According to Merkle, the Newark plant made 109,875 Durangos in 2005. That number is expected to fall to 94,000 Durangos and Aspens in 2006, she said.

At the peak in 1999, the plant was producing 220,000 vehicles a year.

"They're struggling to keep 50 percent production capacity," Merkle said.

Wolfe, who knows intimately the Newark operation, said the plant has other strikes against it when it comes to competing with plants in other states, including the state's gross-receipts tax, strict environmental regulations and the high cost of workers compensation.

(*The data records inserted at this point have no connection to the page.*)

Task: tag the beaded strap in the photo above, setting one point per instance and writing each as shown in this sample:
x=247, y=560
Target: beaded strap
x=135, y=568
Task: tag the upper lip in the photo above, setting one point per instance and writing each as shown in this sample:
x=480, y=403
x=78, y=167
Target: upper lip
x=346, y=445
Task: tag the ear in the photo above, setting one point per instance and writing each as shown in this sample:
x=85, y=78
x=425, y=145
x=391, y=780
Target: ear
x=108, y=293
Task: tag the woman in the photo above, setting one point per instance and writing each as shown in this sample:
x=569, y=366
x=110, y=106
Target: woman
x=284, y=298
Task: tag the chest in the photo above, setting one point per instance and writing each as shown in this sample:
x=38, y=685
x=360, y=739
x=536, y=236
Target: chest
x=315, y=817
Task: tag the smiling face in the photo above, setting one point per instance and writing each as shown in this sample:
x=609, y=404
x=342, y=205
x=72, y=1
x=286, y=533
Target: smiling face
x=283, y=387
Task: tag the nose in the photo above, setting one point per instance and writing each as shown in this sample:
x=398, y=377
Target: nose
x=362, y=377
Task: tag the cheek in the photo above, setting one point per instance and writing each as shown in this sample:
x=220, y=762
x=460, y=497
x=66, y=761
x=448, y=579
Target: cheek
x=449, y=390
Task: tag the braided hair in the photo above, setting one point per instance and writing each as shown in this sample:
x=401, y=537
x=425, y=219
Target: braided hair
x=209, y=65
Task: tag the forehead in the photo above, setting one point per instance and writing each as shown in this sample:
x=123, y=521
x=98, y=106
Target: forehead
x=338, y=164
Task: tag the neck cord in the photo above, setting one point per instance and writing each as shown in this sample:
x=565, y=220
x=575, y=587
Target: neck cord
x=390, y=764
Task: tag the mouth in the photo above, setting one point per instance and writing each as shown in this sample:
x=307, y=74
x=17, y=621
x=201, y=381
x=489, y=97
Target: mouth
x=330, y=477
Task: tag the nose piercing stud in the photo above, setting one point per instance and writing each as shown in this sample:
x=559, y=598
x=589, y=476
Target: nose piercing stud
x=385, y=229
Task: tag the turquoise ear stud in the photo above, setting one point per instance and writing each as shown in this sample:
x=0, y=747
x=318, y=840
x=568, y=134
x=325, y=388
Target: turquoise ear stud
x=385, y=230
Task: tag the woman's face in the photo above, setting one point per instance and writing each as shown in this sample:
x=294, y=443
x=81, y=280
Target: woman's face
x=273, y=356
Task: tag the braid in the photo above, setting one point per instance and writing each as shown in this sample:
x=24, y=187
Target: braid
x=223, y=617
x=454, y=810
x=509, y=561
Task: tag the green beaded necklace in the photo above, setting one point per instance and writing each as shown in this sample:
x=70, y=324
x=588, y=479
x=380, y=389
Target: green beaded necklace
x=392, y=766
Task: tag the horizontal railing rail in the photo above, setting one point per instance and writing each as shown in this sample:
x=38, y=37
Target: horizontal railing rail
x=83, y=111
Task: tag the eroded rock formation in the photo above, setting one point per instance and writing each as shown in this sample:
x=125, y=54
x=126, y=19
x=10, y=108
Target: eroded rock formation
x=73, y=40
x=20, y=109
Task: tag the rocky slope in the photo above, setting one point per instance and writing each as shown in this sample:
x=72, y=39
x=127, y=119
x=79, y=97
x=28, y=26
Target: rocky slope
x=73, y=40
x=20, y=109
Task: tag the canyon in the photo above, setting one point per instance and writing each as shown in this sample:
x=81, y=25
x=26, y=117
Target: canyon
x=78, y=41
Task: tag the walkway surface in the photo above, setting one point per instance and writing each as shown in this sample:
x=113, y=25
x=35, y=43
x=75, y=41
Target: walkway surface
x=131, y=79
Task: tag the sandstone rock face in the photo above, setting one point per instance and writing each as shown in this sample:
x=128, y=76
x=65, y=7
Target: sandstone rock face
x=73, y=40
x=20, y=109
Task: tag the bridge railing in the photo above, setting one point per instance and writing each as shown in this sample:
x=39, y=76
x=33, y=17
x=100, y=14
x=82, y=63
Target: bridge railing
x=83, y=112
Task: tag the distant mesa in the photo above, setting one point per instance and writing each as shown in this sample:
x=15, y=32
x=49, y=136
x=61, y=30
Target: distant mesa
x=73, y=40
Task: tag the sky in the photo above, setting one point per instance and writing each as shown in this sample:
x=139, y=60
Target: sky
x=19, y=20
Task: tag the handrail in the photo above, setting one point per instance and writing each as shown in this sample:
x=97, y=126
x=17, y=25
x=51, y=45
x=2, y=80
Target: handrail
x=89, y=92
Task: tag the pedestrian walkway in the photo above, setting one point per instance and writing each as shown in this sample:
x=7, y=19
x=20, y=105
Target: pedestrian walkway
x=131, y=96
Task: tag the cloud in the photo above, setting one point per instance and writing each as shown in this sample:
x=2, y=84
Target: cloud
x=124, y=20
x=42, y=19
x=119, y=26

If Delaware could remedy some deficiencies at the state level, it could offset larger factors, such as the high cost of health care benefits.

When it comes to a cost comparison with plants in other states, the Newark plant also suffers from being on the East Coast because it raises transportation costs, Wolfe said.

Ninety percent of the parts have to be shipped to the East, he said. He said those factors add $400 to $500 to the cost of each vehicle.

"It's expensive to do business on the East Coast," Wolfe said.

Completed cars have to be shipped again, he said. A large percentage of new car sales are in California, Madden said.

The number of American auto assembly plants on the East Coast has dropped from about 10 in the 1980s to three today, Merkle said.

"And it's going to go to one, and that will be the GM plant in Delaware," Merkle said.